Un elenco que brilla con cada escena
Una de las apuestas más fuertes de esta serie coreana es su elenco, encabezado por Lee Jun-ho, quien interpreta al protagonista cuyas habilidades se activan junto con su efectivo en mano. A su lado, Kim Hye-jun da vida a la novia pragmática y analítica que, aunque escéptica ante los poderes, mantiene su apoyo incondicional, aportando humanidad y lógica a la historia.
Kim Byung-chul y Kim Hyang-gi completan el reparto principal, cada uno con personajes que tienen habilidades propias tan excéntricas como memorables, desde poderes vinculados al consumo de alcohol hasta telequinesis potenciada por calorías.

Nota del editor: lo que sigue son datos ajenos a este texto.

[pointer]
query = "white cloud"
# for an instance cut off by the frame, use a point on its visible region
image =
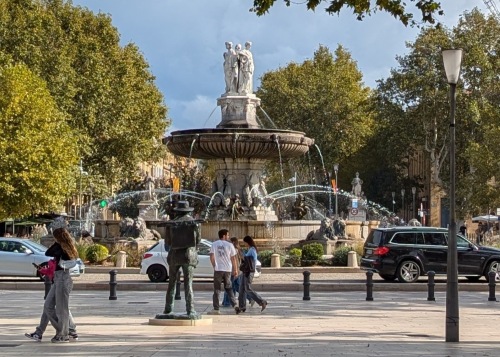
(183, 41)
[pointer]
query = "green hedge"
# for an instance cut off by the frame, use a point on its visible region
(311, 254)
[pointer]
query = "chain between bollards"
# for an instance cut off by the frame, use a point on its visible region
(112, 285)
(492, 284)
(307, 285)
(369, 285)
(178, 286)
(430, 286)
(48, 283)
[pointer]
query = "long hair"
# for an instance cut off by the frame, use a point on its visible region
(62, 236)
(249, 240)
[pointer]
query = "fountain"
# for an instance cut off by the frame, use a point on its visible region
(239, 146)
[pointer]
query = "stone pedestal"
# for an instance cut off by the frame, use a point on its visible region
(275, 261)
(148, 210)
(261, 213)
(238, 111)
(352, 259)
(121, 259)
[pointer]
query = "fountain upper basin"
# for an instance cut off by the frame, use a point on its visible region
(238, 143)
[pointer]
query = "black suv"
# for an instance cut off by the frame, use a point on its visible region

La química entre los protagonistas y la forma en que interactúan con el mundo que los rodea –tanto aliados como enemigos– es uno de los elementos mejor valorados por la audiencia, convirtiendo a cada personaje en algo más que una simple herramienta dramática.

Por qué resuena tanto con el público argentino
Parte del entusiasmo que Cashman genera tiene que ver con su capacidad para combinar emociones universales con un estilo narrativo accesible y dinámico. La serie no solo entrega escenas de acción bien coreografiadas, sino que también explora temas como el valor de la solidaridad, la carga de la responsabilidad y hasta las tensiones que surgen cuando la moral se cruza con la supervivencia económica.
Esa mezcla equilibra entretenimiento puro con reflexiones sobre la vida cotidiana, algo que muchos espectadores sienten cercano y reconocible, incluso si la historia está ambientada en Corea del Sur.
Además, su formato compacto y su presencia en la plataforma global de Netflix facilita que rápidamente se vuelva tendencia en diferentes países, incluida Argentina, donde el público de series asiáticas creció exponencialmente en los últimos años.
¿Qué otras series ver si te enganchó esta historia?
Si Cashman te atrapó por su mezcla de acción, humor y crítica social, hay otras producciones coreanas y series internacionales que podrían gustarte. Dentro del universo de dramas con un ángulo único, títulos como Kingdom (una mezcla de historia, acción y zombies) o We're Alive (por sus giros dramáticos) pueden ser buenas apuestas.
También fuera de Corea, series que combinan superpoderes con reflexión social, como Misfits o The Boys (aunque con tonos más satíricos o explícitos), pueden ser excelentes segundas opciones para quienes disfrutaron el enfoque particular de esta miniserie.